A agricultura familiar, responsável por 62% da produção de hortaliças no Brasil, segundo o IBGE, desempenha um papel estratégico no abastecimento do mercado interno. No entanto, o consumo de hortaliças no país ainda é inferior ao recomendado pela Organização Mundial da Saúde (OMS), que é de 400 gramas por pessoa por dia. Para Graziano, investir na agricultura familiar significa investir na produção de alimentos essenciais, como frutas, verduras e legumes, que são frequentemente negligenciados em detrimento de produtos básicos como arroz e feijão.

Para que a agricultura familiar alcance seu pleno potencial, é preciso encurtar distâncias e criar canais eficientes de distribuição, garantindo que os produtos cheguem aos centros consumidores. Em Betânia, o Instituto Novo Sertão assume a responsabilidade de coletar os produtos dos agricultores e levá-los à feira local, a Quitanda dos Quintais, um espaço de comercialização que fomenta a economia local e fortalece os laços entre produtores e consumidores.

Além de garantir o acesso a alimentos saudáveis, a agricultura familiar também contribui para o aumento da renda das famílias envolvidas. Em Betânia, a Quitanda dos Quintais fatura entre R$ 4 mil e R$ 5 mil por mês, proporcionando aos agricultores uma renda média de R$ 300 a R$ 500. Esse dinheiro extra permite que as famílias adquiram outros bens e serviços essenciais, como combustível e alimentos complementares.

Políticas públicas como a merenda escolar e o Programa de Aquisição de Alimentos (PAA) são instrumentos importantes para fortalecer a agricultura familiar, criando canais de venda para os pequenos produtores. Através do PAA, agricultores familiares vendem seus produtos para o governo federal, estados e municípios, que os distribuem para escolas, hospitais e pessoas em situação de vulnerabilidade social. Em Betânia, produtores locais já participam desse programa, que passou por cortes orçamentários nos últimos anos, mas vem sendo retomado desde 2023.

O Plano Nacional de Segurança Alimentar e Nutricional (Plansan), aprovado em março, prevê o aumento do número de agricultores familiares beneficiados pelo PAA, de 85 mil em 2025 para 95 mil em 2027. A iniciativa faz parte de um conjunto de estratégias para reduzir a fome no Brasil. Bruno Lucchi, diretor técnico da Confederação da Agricultura e Pecuária do Brasil (CNA), destaca a importância de apoiar a agricultura familiar, oferecendo crédito mais barato e seguro rural, uma vez que os pequenos produtores têm menos poder de barganha com bancos e a indústria.

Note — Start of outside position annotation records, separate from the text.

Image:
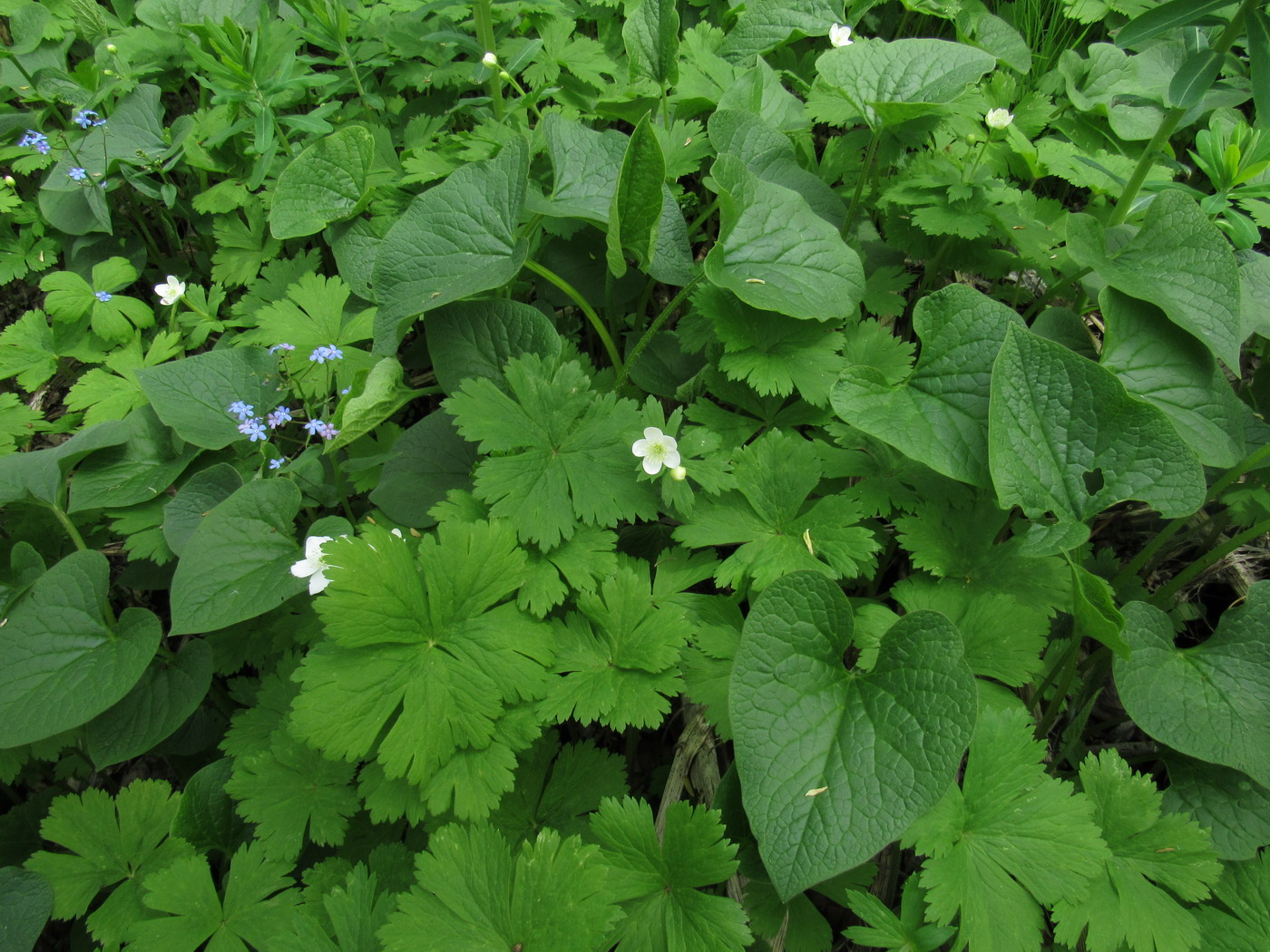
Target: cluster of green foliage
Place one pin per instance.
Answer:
(343, 607)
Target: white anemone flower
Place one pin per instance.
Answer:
(657, 450)
(171, 291)
(313, 567)
(840, 34)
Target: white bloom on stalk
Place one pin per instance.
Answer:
(999, 118)
(657, 451)
(840, 34)
(171, 291)
(313, 567)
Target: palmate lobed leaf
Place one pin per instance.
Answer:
(1009, 840)
(1153, 859)
(657, 878)
(835, 763)
(561, 453)
(419, 666)
(473, 895)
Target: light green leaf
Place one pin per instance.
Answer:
(206, 816)
(651, 38)
(258, 904)
(193, 395)
(620, 656)
(428, 461)
(562, 452)
(1094, 611)
(1153, 859)
(657, 878)
(556, 787)
(27, 351)
(139, 470)
(25, 900)
(777, 254)
(1165, 365)
(64, 664)
(1066, 438)
(777, 529)
(768, 23)
(473, 895)
(202, 492)
(770, 154)
(425, 662)
(1210, 701)
(237, 564)
(326, 183)
(635, 211)
(111, 841)
(835, 763)
(478, 338)
(1178, 260)
(939, 415)
(1232, 806)
(168, 694)
(453, 241)
(381, 395)
(1007, 841)
(885, 84)
(1245, 890)
(41, 473)
(772, 353)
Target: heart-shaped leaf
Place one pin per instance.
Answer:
(835, 762)
(1210, 701)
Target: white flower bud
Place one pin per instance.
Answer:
(999, 118)
(840, 34)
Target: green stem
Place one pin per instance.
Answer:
(70, 529)
(654, 327)
(870, 155)
(1134, 565)
(1170, 123)
(484, 16)
(1051, 292)
(1056, 706)
(597, 325)
(1204, 562)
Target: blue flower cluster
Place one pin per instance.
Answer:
(257, 429)
(327, 353)
(34, 140)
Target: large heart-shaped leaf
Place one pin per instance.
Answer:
(237, 562)
(940, 414)
(1210, 701)
(168, 694)
(835, 763)
(1066, 438)
(453, 241)
(324, 183)
(193, 395)
(1165, 365)
(888, 83)
(1178, 260)
(64, 664)
(775, 253)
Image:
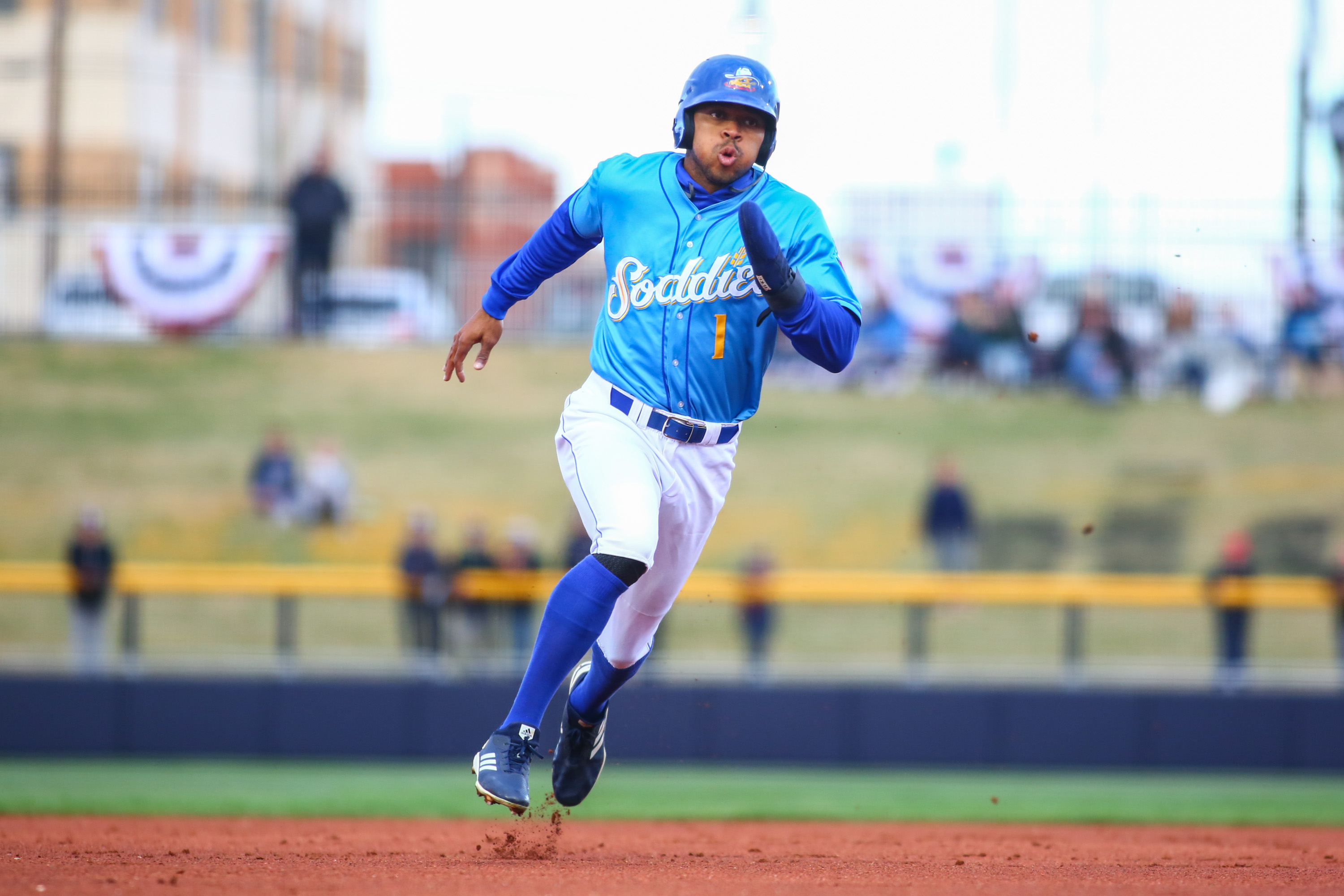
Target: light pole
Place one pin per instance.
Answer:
(1336, 124)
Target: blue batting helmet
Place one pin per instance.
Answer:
(729, 78)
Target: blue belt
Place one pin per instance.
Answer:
(672, 428)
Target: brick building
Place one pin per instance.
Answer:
(183, 103)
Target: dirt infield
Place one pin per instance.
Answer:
(556, 855)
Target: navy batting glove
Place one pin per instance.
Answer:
(781, 285)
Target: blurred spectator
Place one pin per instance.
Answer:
(965, 340)
(327, 485)
(987, 339)
(519, 556)
(948, 521)
(424, 590)
(1229, 591)
(1182, 363)
(1304, 328)
(272, 480)
(92, 566)
(316, 206)
(577, 544)
(1097, 361)
(476, 555)
(757, 610)
(1218, 365)
(1004, 358)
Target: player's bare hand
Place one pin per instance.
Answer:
(480, 330)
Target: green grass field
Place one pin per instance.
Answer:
(160, 437)
(211, 788)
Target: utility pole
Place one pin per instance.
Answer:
(1336, 123)
(1304, 117)
(53, 186)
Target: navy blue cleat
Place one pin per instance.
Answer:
(502, 766)
(581, 753)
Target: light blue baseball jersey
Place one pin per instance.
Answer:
(679, 326)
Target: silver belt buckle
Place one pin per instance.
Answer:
(689, 425)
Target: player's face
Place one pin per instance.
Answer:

A escassez de água, um problema crônico em Betânia, agrava a situação de pobreza e fome na região. Para mitigar esse problema, o Instituto Novo Sertão realizou pesquisas e consultorias com universidades e a Embrapa, buscando técnicas de plantio que minimizem o uso de água. A implementação de poços artesianos, cisternas-calçadão, irrigação por pote de barro e sistemas de reuso de águas cinzas demonstra o compromisso da ONG com a sustentabilidade e a adaptação às condições climáticas adversas do sertão piauiense.